Je ne sais toujours pas si Kikine faisait partie de notre famille (et ici l'affaire était vite réglée en remontant l'arbre: nous étions tous consanguins) mais à voir la réaction qu'il nous provoquait lorsqu'on le voyait descendre le chemin, s'il eut le temps de nous voir courir nous réfugier chez tante Antoinette en Hurlant:

"—Le rasta!

—Qui ça?

—Où ça?

— Là bas, ababa!

—Aye mon dieu, oui le Rasta!

—Courez! "

Et bien le bougre devait en être durement affecté; Faire peur aux enfants, était-ce un projet de vie? Kikine était un jeune homme en rébellion contre un système qui ne faisait pas de place pour les gens comme lui.
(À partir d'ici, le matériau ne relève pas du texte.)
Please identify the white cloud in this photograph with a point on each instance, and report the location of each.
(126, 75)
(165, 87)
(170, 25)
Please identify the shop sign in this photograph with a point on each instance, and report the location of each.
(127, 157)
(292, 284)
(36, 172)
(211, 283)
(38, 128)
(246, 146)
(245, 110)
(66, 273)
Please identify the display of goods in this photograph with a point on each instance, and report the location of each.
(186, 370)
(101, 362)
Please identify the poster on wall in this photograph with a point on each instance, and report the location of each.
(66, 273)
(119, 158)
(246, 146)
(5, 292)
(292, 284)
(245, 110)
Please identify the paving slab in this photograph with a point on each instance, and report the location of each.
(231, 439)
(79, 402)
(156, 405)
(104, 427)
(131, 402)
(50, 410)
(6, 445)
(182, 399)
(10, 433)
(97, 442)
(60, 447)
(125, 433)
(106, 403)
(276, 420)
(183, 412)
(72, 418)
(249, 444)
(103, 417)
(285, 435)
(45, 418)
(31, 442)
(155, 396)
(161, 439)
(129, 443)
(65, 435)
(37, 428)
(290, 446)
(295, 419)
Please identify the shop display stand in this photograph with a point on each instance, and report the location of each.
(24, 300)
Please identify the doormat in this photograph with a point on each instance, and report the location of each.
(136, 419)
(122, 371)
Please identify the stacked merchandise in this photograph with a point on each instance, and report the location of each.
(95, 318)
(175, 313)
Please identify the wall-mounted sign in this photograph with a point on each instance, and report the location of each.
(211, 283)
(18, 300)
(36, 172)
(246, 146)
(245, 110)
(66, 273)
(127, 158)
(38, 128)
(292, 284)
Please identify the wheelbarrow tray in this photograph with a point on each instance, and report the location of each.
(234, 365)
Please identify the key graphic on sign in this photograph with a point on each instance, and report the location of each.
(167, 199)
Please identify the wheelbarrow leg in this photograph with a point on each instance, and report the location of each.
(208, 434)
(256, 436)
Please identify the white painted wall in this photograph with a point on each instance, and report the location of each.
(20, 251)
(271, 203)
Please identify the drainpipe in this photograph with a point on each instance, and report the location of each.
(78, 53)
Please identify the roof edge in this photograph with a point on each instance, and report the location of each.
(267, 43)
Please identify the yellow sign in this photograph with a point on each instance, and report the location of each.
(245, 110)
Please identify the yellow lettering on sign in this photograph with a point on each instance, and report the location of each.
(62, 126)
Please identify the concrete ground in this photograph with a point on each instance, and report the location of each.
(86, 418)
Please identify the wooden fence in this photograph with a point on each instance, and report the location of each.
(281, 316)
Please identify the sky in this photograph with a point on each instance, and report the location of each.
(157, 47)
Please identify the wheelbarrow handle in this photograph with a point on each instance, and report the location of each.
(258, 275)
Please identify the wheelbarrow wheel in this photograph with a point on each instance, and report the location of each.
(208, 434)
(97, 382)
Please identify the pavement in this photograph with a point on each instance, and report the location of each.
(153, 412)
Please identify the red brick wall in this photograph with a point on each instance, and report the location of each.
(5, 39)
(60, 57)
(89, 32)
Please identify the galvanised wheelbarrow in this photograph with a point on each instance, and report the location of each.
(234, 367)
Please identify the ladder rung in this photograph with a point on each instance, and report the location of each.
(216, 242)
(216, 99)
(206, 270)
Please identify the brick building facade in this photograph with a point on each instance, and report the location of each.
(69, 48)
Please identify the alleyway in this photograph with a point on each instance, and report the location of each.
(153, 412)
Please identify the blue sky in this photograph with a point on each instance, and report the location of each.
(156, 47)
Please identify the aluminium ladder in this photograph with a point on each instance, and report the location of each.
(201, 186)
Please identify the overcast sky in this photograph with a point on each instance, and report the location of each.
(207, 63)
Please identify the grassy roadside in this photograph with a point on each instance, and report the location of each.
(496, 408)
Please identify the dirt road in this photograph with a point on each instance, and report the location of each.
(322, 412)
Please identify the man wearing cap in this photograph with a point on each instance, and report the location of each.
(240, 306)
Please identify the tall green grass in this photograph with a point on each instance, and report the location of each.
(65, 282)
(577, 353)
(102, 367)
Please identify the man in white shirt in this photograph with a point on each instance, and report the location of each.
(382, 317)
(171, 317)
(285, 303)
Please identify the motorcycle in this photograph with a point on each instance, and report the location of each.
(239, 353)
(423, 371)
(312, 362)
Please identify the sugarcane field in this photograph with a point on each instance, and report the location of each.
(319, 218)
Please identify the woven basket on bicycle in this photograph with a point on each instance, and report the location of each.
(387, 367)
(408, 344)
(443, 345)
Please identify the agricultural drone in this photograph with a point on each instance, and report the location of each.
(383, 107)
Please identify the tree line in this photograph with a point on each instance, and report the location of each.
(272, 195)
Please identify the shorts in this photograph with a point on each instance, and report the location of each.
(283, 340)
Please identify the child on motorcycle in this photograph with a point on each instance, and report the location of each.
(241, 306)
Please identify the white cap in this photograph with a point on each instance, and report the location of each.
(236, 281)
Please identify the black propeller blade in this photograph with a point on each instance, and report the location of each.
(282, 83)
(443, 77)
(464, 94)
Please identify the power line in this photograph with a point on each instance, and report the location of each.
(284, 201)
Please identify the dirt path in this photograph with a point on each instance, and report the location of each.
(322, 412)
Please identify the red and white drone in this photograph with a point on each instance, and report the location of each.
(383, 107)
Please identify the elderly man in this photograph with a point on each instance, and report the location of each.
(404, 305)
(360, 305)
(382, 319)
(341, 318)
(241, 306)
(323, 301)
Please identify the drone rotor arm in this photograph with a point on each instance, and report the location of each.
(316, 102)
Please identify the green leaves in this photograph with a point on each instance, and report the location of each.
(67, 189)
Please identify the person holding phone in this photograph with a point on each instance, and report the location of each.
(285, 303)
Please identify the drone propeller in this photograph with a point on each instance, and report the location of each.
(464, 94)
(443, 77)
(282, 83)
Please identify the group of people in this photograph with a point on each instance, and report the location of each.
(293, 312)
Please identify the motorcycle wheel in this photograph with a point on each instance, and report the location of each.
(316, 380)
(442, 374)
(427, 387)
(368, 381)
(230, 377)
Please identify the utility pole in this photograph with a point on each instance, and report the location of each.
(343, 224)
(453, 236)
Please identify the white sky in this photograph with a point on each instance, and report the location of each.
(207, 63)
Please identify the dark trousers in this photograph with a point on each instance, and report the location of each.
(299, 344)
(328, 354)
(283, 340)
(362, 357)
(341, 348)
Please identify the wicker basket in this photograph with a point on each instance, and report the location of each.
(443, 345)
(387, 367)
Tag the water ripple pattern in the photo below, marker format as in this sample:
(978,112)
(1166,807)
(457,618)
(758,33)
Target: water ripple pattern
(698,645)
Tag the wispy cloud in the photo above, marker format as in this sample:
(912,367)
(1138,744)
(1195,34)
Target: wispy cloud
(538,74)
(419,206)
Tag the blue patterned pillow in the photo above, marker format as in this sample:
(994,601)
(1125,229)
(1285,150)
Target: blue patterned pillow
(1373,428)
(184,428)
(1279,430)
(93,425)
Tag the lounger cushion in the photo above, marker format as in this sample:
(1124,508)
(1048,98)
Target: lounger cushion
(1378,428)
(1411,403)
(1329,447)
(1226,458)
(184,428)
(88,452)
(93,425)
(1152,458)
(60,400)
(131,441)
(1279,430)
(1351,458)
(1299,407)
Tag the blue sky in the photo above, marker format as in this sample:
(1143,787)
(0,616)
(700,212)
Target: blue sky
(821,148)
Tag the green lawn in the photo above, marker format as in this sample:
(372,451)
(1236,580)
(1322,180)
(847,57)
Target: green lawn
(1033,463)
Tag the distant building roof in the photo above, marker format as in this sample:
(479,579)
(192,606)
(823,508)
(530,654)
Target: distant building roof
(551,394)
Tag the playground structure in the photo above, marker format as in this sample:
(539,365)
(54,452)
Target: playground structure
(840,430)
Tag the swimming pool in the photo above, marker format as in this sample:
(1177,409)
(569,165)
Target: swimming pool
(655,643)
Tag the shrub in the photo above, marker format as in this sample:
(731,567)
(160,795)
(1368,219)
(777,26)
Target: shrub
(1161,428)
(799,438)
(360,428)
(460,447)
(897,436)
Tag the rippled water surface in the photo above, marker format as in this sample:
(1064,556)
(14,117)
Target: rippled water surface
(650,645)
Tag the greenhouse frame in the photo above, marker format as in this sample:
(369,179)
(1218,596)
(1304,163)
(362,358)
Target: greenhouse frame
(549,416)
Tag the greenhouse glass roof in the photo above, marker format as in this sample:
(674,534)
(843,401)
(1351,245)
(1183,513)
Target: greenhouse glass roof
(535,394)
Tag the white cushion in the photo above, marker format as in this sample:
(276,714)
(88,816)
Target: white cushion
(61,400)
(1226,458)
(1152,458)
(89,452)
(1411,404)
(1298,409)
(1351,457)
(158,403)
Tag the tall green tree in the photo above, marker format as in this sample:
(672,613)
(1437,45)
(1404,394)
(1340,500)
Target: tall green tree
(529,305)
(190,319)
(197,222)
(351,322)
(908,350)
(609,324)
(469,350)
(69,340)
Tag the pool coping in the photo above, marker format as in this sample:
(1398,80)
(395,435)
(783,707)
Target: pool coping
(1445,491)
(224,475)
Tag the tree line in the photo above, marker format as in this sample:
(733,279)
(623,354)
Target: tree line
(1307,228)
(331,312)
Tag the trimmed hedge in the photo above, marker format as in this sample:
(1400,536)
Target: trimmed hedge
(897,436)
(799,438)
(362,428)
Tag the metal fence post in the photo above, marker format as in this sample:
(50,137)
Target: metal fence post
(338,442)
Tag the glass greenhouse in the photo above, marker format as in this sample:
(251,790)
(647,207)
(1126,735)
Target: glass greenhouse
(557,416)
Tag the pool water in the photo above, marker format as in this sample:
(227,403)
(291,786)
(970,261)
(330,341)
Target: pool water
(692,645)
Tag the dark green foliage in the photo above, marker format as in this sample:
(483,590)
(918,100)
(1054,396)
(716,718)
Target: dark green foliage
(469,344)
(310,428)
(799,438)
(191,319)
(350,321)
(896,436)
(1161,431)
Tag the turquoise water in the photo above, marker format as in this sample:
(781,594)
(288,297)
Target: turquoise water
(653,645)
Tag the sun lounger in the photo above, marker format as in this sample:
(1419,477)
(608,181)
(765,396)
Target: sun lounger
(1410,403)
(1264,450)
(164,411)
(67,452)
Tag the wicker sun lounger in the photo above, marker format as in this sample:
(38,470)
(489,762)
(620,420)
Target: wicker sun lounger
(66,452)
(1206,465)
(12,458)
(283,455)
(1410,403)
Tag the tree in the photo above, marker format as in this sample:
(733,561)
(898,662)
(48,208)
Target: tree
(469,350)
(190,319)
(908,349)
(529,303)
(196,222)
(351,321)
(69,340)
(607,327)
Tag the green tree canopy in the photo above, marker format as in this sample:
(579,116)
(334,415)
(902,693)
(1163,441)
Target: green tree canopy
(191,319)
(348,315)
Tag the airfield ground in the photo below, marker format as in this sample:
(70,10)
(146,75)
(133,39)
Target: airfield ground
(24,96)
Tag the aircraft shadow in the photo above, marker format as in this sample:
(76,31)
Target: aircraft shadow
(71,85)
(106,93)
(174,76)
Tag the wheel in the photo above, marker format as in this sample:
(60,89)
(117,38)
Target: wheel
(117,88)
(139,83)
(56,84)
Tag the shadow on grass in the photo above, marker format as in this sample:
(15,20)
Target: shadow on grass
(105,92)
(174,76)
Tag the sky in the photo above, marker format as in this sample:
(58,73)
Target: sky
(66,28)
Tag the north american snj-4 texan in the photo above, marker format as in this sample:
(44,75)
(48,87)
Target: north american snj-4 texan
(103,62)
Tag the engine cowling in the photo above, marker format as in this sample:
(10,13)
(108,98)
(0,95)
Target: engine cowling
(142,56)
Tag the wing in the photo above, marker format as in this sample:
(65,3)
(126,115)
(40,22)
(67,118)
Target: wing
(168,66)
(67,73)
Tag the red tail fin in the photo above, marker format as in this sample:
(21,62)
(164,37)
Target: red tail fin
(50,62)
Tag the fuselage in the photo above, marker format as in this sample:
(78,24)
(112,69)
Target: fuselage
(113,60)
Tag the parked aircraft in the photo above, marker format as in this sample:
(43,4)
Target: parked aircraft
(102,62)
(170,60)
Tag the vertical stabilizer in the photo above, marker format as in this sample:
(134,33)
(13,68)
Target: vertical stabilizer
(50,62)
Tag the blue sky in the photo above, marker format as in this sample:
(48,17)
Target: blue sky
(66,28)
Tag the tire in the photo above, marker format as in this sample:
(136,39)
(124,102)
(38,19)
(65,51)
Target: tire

Faute de lutter contre, il avait accepté de vivre en marge plutôt que d'avoir à le changer, l'un des derniers nèg-marrons. Toujours en short, le torse au vent caressant sa belle peau ébène luisante comme une statue, les dreadlocks lachées, il habitait dans une modeste case de l'autre côté du morne vers chez Man Vermeille, juste avant chez Colette. En dépit du fait qu'on avait grandi au rythme du raggae de Jamaïque et du reste de la région, incluant ceux d'ici même, les Rastas étaient mal vus et d'autant plus dans des familles où la majorité des membres étaient fonctionnaires et propriétaires terriens; Leur hantise collective: un rasta squatteur! Pour moi à sept ans, les rastas mangeaient les enfants et les chats. Dans le chemin qui passait à travers le hameaux familial, comme un chaton peureux, chaque fois que je le voyais se profiler au large, j'avais la funeste vision de mon petit corps entraîné et dévoré dans le rasier avant même que j'eusse fini de gober les pommes d'eau et les abricots pays (que je venais chercher derrière chez tante Antoinette). Personne ne nous avait mis en garde contre les rastas et on en avait jamais connu de près (à part Kikine qu'on voyait passer (jamais de trop près)). La vision de cette silhouette d'homme sombre comme la nuit, dont les cheveux dansaient comme des serpents nous avait convaincu que ce n'était pas une vocation. Autant dire le rastafarisme qui ne promouvait qu'un stricte régime végétarien et la zen attitude était mal compris (d'autant plus que ceux qui le représentaient étaient d'emblée considérés comme marginaux). Les locks ne furent partiellement tolérées que bien plus tard. Entre considération et raison, pour une coupe de cheveux ou un métier ici les gens étaient vite classés.